Cursor introduced Composer 2.5, which the company describes as its "most powerful model yet," claiming it is "more intelligent," better suited to sustained work on long-running tasks, and more reliable at following complex instructions. Cursor also stated that included usage of the model will be doubled for the next week.

In a follow-up post, the company claimed Composer 2.5 is "up to 10x more efficient than similarly capable models." Cursor attributed the update to scaled training, more complex RL environments, and new learning methods, including what it described as text feedback during RL to help assign credit across rollouts spanning "hundreds of thousands of tokens."

Cursor also said Composer 2.5 is built on the same open-source base as Composer 2, Moonshot’s Kimi K2.5. In the same thread, the company added that it is working with SpaceXAI on a much larger model trained from scratch with "10x more total compute," citing Colossus 2’s "million H100-equivalents" and saying the effort could mark "a major leap in model capability."

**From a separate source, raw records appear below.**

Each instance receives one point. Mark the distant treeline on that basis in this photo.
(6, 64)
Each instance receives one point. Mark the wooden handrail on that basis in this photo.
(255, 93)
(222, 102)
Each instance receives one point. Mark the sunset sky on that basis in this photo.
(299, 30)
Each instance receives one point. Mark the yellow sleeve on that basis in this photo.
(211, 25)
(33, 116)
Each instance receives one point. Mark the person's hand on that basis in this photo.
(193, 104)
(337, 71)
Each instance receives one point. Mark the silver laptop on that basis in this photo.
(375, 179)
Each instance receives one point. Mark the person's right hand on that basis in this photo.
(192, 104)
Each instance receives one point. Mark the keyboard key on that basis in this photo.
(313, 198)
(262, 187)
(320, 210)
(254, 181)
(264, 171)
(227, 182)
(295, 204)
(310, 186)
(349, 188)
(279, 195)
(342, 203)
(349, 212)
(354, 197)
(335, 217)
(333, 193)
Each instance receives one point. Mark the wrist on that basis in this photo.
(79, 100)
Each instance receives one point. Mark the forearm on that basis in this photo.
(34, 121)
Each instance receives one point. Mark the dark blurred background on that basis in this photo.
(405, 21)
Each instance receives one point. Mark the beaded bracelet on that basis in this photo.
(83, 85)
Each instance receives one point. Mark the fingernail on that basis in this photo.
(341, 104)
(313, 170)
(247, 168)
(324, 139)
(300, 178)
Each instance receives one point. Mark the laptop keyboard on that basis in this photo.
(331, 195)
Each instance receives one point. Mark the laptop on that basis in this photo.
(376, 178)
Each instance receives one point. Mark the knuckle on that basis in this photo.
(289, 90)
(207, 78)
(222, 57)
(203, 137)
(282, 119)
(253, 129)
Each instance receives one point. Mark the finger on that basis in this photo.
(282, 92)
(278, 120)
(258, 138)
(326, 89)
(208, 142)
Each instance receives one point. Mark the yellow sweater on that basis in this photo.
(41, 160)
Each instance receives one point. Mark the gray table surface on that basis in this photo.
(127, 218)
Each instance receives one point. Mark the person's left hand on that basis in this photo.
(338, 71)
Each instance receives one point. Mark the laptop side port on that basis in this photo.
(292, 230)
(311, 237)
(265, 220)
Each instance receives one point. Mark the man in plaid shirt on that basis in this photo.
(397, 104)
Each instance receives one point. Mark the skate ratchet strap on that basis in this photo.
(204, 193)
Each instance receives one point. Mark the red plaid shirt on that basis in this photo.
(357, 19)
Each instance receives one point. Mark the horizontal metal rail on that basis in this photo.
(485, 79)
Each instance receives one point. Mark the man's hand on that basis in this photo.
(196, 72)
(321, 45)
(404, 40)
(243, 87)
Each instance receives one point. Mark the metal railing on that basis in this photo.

Replies to the announcement were mixed. Some users asked whether the new model was based on Kimi 2.6 or whether it was open source, while others questioned how it compares on everyday coding tasks and rate limits. One commenter pointed to Cursor’s own benchmark figures, including a claim that Composer 2.5 sits within 1.6% of Opus on CursorBench hard tasks, while another criticized the numbers as self-reported. A separate reply noted a 200k context window as a blocker.